S’attaquer à la prostitution, à l’objectification, à
l’hypersexualisation des femmes c’est souvent être menacé de viol.
S’attaquer aux extractions minières, défendre la ressource en eau,
soutenir les lanceurs d’alerte, si vous êtes une femme, c’est souvent
se voir menacer non seulement de destitution économique, mais de
violence menant à la prostitution. Nous devons, en tant qu’activistes,
mettre fin à cette objectification des femmes et à la violence
masculine. Si nous ne le faisons pas, nous n’aurons jamais accès aux
idées et aux compétences des femmes, en particulier des femmes de
couleur, ce qui est essentiel pour la création d’une vision globale
d’un futur meilleur. Donc bien qu’il nous faille décrier la violence
l’exploitation contre tous les opprimés, nous devons aussi reconnaître
que la violence masculine contre les femmes — y compris la prostitution
et son promoteur, la pornographie — est une force mondiale spécifique
et séparée. C’est un outil du capitalisme, souvent un produit de
l’impérialisme du colonialisme, mais il existe en dehors du
capitalisme, de l’impérialisme du colonialisme. Et c’est une force que
les hommes en général, y compris, tristement, la plupart des hommes à
gauche, refusent de reconnaître, et encore moins de combattre. C’est
pourquoi la lutte pour la liberté des femmes est absolument cruciale
pour notre mouvement. Sans cela la liberté échouera.

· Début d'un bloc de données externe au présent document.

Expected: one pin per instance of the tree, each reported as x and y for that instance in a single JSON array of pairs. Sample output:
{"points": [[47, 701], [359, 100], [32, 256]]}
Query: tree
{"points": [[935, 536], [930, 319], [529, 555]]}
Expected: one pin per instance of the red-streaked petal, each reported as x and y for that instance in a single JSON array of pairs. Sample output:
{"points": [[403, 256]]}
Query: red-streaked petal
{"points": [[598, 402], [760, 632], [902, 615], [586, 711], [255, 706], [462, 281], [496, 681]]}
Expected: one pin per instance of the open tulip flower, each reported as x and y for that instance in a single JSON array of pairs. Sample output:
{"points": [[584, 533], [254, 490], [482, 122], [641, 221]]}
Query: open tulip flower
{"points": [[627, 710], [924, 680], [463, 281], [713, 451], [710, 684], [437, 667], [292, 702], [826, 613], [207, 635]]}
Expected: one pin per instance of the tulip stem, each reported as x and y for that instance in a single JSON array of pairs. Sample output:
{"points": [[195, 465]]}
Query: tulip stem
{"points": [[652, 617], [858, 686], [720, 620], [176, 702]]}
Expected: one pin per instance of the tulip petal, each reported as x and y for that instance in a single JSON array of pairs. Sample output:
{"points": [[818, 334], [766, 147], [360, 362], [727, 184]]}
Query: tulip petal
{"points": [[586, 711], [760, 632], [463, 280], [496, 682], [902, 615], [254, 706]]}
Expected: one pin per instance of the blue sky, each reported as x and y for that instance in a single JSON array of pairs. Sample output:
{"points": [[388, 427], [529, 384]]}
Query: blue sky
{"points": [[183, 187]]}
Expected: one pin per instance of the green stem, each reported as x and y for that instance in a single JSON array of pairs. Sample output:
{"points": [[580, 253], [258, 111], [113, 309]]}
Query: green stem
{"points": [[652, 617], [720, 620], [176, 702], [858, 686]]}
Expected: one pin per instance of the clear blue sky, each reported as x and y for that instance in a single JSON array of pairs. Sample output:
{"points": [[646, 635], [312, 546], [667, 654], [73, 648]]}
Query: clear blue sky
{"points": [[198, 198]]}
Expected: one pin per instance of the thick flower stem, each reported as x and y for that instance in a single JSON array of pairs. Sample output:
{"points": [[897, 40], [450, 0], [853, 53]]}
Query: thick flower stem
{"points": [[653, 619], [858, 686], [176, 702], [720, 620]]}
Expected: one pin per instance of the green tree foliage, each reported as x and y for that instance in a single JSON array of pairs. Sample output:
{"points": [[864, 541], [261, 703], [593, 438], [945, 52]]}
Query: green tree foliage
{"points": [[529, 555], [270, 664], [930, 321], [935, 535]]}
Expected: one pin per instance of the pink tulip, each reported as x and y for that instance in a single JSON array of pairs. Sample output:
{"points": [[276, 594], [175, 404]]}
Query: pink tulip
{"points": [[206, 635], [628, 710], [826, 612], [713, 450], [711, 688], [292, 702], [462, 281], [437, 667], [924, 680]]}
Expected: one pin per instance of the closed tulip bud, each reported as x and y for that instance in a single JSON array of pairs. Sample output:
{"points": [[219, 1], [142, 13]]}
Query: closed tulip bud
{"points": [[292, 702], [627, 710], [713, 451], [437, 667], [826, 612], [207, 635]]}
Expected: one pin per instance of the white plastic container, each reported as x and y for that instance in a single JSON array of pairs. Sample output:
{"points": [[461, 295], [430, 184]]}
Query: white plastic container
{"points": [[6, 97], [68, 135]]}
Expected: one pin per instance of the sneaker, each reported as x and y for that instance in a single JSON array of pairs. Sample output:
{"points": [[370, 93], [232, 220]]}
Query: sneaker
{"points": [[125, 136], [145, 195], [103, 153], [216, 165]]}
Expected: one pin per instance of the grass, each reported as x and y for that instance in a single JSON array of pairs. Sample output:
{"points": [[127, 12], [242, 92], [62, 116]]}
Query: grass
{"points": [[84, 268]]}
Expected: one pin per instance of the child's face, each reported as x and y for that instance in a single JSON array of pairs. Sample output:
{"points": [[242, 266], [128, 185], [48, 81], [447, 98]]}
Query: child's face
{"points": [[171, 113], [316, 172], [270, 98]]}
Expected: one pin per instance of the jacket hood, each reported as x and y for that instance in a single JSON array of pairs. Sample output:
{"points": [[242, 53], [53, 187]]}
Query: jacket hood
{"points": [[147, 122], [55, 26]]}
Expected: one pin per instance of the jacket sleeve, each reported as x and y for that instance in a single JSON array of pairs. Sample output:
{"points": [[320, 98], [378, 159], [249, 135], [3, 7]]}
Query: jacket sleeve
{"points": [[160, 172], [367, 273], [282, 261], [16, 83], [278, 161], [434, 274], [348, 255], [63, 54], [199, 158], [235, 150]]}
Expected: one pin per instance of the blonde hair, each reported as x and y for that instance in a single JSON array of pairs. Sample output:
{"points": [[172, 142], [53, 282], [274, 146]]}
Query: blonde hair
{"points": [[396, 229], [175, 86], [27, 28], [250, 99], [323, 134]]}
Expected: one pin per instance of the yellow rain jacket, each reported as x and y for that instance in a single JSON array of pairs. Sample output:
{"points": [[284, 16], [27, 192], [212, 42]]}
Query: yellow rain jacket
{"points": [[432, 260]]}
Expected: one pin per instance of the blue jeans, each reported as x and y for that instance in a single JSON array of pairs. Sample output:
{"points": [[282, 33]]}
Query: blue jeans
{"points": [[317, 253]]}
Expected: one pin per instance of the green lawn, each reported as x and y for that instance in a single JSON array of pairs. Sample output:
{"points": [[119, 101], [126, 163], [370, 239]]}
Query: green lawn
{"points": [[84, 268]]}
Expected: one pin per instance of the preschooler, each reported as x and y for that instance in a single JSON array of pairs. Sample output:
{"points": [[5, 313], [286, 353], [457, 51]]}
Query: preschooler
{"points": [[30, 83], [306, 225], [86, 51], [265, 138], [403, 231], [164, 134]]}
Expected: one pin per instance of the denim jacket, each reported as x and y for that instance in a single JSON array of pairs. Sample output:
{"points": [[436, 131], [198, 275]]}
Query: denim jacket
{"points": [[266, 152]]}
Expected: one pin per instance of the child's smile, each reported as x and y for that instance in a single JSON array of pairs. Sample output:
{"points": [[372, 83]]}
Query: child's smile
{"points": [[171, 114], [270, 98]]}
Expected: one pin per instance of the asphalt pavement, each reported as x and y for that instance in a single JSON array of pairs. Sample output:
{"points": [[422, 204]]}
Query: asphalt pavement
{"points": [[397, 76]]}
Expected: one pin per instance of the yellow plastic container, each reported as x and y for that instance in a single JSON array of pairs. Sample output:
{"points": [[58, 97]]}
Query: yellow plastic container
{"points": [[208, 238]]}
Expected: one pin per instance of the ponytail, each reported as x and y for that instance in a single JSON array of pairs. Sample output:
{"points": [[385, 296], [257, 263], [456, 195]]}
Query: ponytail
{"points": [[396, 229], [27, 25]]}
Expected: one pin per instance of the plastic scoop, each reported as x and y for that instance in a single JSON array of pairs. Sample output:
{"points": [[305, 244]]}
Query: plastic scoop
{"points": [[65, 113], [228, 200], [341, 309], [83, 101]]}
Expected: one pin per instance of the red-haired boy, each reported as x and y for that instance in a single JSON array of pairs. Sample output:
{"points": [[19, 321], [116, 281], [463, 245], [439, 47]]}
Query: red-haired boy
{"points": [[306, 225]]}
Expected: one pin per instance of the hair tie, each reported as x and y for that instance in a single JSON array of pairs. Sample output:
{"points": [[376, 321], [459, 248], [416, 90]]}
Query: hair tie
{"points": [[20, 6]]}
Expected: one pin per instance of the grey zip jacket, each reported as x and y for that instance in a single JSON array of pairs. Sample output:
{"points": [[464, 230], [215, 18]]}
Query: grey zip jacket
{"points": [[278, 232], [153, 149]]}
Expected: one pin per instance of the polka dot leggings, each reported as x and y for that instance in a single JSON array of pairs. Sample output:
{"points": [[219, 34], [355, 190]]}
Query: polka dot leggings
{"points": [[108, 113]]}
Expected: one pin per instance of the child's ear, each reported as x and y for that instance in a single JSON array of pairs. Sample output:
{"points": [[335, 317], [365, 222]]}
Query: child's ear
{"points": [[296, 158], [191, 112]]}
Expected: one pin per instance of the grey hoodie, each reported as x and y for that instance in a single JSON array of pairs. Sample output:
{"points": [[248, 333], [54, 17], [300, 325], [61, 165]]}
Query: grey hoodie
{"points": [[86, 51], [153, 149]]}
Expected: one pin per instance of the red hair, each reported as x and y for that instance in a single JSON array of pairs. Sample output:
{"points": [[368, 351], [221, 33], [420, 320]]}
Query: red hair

L’abus, et particulièrement l’abus sexuel des femmes est banal en zone
de guerre. J’ai interviewé des filles musulmanes et des femmes enrôlées
de force dans des bordels serbes et des camps de viol, généralement
après que leurs pères, leurs maris et leurs frères aient été exécutés.
Et en préparant une colonne pour Truthdig
intitulée “Rappelé à la vie” j’ai discuté avec une femme qui se
prostituait dans les rues de Camden, dans le New Jersey — qui est,
selon le bureau de recensement, la ville la plus pauvre des États-Unis
; une ville où j’ai passé plusieurs semaines en compagnie du
dessinateur Joe Sacco, lors de recherches pour notre livre “jours de
destruction, jours de révolte”.
“Elles vous suceraient la bite pour un bout de crack”, nous dit
Christine Pagano à propos des femmes prostituées des rues de Camden,
ajoutant que les hommes refusaient les préservatifs. “Camden ne
ressemblait à rien de ce que j’avais vu auparavant. La pauvreté y est
si terrible. Les gens vous volent pour cinq dollars, littéralement pour
cinq dollars. Ils vous menaceraient à l’aide d’un pistolet pour pas un
sou. Je sortais de la voiture, je marchais cinq minutes le long de la
route et je me faisais attraper. Et ils prenaient tout mon argent. La
première fois que ça m’est arrivé j’ai pleuré pendant une heure. Vous
vous avilissez. Vous sortez de la voiture. Et un type braque un flingue
sur vous.”
“J’ai tout abandonné à ce niveau-là, je voulais mourir”, nous dit-elle.
“Je m’en foutais. De tout, de la culpabilité, de la honte, d’avoir
laissé mon fils, de ne pas parler à mon fils, de ne pas parler à ma
famille”.
“La dernière fois fut la plus brutale”, nous dit-elle. “C’était sur
Pine Street près du Off Broadway [Lounge]. Il y a des buissons sur le
côté. Je n’accepte jamais dans la rue normalement. Ils doivent être en
voiture. Mais j’étais malade. J’étais fatigué.”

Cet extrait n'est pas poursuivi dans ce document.